A number of businesses such as Amazon, eBay, Sears and Walmart have banned the sale of the flag, and TV Land recently stopped airing the program “Dukes of Hazzard,” which features General Lee, a 1969 Dodge Charger featuring a Confederate flag on its roof.
Meanwhile, although the Confederate flag–a symbol of slavery, white supremacy and the oppression of Black people—seems to be making its gradual exit from official life in the South, white children continue to be indoctrinated in the hate the flag represents.
As reported in Raw Story and Ring of Fire radio, the Ku Klux Klan will hold its Soldiers of the Cross Training Institute (SOTC), a summer camp for students age 16 and up, from July 20-25 near Harrison, Arkansas. “We are standing as a witness to the greatest betrayal of the ages. A betrayal of not only our people but a betrayal of civilization itself.

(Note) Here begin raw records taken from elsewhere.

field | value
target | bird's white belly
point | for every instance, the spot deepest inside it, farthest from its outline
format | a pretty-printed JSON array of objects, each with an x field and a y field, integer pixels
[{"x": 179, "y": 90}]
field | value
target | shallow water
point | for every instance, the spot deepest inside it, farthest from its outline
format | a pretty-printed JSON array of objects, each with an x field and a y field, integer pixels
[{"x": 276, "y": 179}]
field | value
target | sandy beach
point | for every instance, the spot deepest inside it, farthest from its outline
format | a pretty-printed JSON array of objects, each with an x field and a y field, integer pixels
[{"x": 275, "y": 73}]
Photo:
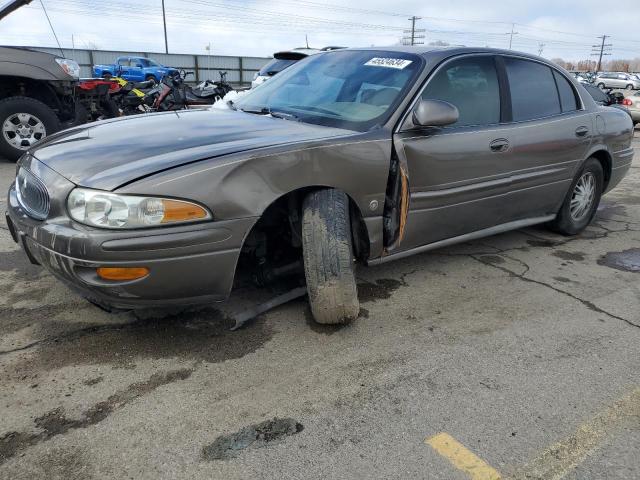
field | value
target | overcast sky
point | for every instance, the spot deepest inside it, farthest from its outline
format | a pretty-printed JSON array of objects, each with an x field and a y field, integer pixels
[{"x": 566, "y": 29}]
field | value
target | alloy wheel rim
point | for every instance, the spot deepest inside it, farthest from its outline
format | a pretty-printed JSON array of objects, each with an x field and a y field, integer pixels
[
  {"x": 23, "y": 130},
  {"x": 582, "y": 197}
]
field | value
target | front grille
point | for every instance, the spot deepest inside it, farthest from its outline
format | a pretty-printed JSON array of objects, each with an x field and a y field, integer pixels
[{"x": 32, "y": 194}]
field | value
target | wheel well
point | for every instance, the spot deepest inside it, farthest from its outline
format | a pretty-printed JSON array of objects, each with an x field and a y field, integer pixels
[
  {"x": 273, "y": 246},
  {"x": 605, "y": 160}
]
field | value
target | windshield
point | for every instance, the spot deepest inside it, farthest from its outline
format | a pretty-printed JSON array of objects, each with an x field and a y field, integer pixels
[
  {"x": 275, "y": 66},
  {"x": 356, "y": 89}
]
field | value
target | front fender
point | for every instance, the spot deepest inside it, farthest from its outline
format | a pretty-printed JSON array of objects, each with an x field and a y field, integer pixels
[{"x": 244, "y": 185}]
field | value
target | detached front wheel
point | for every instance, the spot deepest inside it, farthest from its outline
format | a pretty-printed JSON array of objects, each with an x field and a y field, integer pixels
[
  {"x": 328, "y": 257},
  {"x": 24, "y": 122},
  {"x": 582, "y": 200}
]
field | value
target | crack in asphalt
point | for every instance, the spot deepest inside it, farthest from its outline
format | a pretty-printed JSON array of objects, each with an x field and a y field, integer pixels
[
  {"x": 590, "y": 305},
  {"x": 70, "y": 335},
  {"x": 55, "y": 422}
]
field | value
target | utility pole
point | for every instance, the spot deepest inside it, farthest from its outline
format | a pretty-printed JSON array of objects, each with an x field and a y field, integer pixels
[
  {"x": 411, "y": 36},
  {"x": 164, "y": 22},
  {"x": 601, "y": 50},
  {"x": 513, "y": 26}
]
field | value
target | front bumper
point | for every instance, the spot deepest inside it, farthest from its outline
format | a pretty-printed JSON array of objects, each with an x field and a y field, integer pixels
[{"x": 191, "y": 264}]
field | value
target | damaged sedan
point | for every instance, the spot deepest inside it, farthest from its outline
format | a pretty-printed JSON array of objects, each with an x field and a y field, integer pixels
[{"x": 357, "y": 156}]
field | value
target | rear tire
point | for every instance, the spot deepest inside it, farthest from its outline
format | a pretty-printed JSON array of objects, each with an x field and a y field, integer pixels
[
  {"x": 27, "y": 116},
  {"x": 328, "y": 257},
  {"x": 571, "y": 218}
]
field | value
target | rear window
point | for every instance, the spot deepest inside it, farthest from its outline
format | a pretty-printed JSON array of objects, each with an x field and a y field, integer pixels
[
  {"x": 533, "y": 90},
  {"x": 275, "y": 66},
  {"x": 567, "y": 94}
]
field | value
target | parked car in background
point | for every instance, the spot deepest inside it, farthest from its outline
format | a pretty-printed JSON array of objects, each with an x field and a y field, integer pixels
[
  {"x": 135, "y": 69},
  {"x": 633, "y": 105},
  {"x": 36, "y": 94},
  {"x": 285, "y": 59},
  {"x": 617, "y": 80},
  {"x": 583, "y": 78},
  {"x": 281, "y": 60},
  {"x": 364, "y": 155}
]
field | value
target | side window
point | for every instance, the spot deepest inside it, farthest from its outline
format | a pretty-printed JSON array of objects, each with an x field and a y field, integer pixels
[
  {"x": 533, "y": 90},
  {"x": 566, "y": 92},
  {"x": 471, "y": 84}
]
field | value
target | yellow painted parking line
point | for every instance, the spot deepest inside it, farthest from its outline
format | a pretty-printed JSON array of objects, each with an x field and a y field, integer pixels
[
  {"x": 462, "y": 458},
  {"x": 563, "y": 457}
]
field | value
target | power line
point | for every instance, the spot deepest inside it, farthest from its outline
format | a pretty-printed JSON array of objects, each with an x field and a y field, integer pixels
[
  {"x": 414, "y": 37},
  {"x": 602, "y": 46}
]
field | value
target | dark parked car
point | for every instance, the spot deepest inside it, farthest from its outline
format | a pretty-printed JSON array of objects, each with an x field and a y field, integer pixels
[
  {"x": 362, "y": 155},
  {"x": 36, "y": 94}
]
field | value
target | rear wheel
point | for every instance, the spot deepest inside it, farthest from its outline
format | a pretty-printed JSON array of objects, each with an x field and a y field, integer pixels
[
  {"x": 328, "y": 257},
  {"x": 582, "y": 200},
  {"x": 24, "y": 122}
]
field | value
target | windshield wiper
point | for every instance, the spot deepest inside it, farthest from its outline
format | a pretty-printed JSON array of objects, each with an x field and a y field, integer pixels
[{"x": 273, "y": 113}]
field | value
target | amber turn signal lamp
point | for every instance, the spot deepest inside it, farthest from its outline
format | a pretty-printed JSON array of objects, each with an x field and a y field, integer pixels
[
  {"x": 176, "y": 211},
  {"x": 122, "y": 273}
]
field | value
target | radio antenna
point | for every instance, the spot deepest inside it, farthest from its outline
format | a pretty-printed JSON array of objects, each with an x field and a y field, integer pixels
[{"x": 52, "y": 29}]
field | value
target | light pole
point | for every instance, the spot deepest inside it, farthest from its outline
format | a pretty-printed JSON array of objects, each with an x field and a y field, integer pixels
[{"x": 164, "y": 22}]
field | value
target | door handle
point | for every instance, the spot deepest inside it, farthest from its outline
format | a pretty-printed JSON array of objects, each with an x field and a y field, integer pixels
[
  {"x": 582, "y": 131},
  {"x": 499, "y": 145}
]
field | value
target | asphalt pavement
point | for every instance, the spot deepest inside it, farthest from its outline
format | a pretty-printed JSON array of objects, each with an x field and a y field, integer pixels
[{"x": 515, "y": 356}]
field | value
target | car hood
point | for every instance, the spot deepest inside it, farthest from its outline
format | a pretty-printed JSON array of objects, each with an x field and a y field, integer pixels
[{"x": 109, "y": 154}]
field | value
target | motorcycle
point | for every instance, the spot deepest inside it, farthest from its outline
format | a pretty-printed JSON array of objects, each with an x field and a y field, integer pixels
[
  {"x": 175, "y": 94},
  {"x": 133, "y": 98}
]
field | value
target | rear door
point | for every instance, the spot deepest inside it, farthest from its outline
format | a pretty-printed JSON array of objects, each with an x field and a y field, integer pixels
[
  {"x": 549, "y": 136},
  {"x": 458, "y": 174}
]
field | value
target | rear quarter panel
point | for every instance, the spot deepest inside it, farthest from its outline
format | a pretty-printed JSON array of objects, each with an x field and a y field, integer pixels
[{"x": 614, "y": 133}]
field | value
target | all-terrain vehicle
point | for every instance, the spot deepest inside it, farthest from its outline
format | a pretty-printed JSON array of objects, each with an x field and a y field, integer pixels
[{"x": 36, "y": 94}]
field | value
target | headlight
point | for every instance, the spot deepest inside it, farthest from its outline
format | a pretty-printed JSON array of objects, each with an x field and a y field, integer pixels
[
  {"x": 109, "y": 210},
  {"x": 69, "y": 66}
]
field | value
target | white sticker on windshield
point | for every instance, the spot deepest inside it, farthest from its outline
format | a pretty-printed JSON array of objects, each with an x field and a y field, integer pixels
[{"x": 398, "y": 63}]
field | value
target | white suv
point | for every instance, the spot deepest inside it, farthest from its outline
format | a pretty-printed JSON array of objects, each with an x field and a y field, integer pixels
[{"x": 618, "y": 80}]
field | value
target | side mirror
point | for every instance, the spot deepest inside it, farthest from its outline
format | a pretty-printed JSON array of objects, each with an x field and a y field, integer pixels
[{"x": 435, "y": 113}]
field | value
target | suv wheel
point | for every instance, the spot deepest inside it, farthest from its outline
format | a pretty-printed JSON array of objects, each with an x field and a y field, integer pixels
[
  {"x": 24, "y": 122},
  {"x": 582, "y": 200},
  {"x": 328, "y": 257}
]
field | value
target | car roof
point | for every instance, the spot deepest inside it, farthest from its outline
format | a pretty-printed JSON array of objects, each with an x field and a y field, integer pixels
[{"x": 435, "y": 51}]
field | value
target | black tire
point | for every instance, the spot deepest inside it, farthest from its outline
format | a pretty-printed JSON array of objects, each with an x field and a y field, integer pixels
[
  {"x": 82, "y": 115},
  {"x": 565, "y": 223},
  {"x": 13, "y": 105},
  {"x": 328, "y": 257}
]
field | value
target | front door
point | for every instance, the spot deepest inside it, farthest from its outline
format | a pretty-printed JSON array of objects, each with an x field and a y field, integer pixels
[{"x": 459, "y": 175}]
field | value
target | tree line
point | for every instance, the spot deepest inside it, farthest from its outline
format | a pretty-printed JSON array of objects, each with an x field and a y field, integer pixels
[{"x": 622, "y": 65}]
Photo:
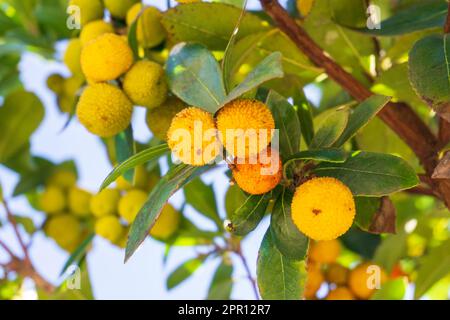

Yet there are few who have the courage to stand before the abyss and point the way to our racial redemption,” says their website. “Even though the hour is late and the night is deep upon us, we are sounding forth this final call to men and women – devout and brave – to rally to the flag and join this New Crusade for race, faith and homeland.” The website also says the camp is “organized and conducted on a Christian foundation.”
According to the Southern Poverty Law Center, the SOTC is the brain child of white supremacist Tomas Robb of the Knights Party, an offspring of David Duke’s Knights of the Ku Klux Klan. The camp is a recruitment tool for young people.
Further, as reported in Vocativ, the Sam Davis Youth Camp is an annual summer camp for teens operated by the Sons of Confederate Veterans, a hate group with ties to the KKK. “Our kids aren’t getting taught this stuff in the schools,” said Phil Walters, a camp organizer. “Great American heroes like Jefferson Davis and General Robert Lee…our kids are not gonna be told that these people are evil, hate-mongering slaveholders and not have us do something to correct it.”
The camp positions itself as a place where young people will learn the truth about the South, as opposed to what it calls “the liberal, politically correct view of history.” The camp website says, “For one week, our Southern young men and ladies…will gather to hear the truths about the War for Southern Independence.” It adds, “This camp (named for the great young Confederate Sam Davis) will combine fun and recreation with thoughtful instruction in Southern history, the War Between the States, the theology of the South during the War, lessons on Southern heroes, examples of great men of the Faith, and for the first year, special programs and sessions for our Southern ladies!”
Hundreds of teens attend Confederate camps in several states such as South Carolina, Virginia and Texas.
The removal of the Confederate flag is a positive development. However, the evidence shows that the legacy of the Confederacy continues in the hearts and minds of young white Southerners.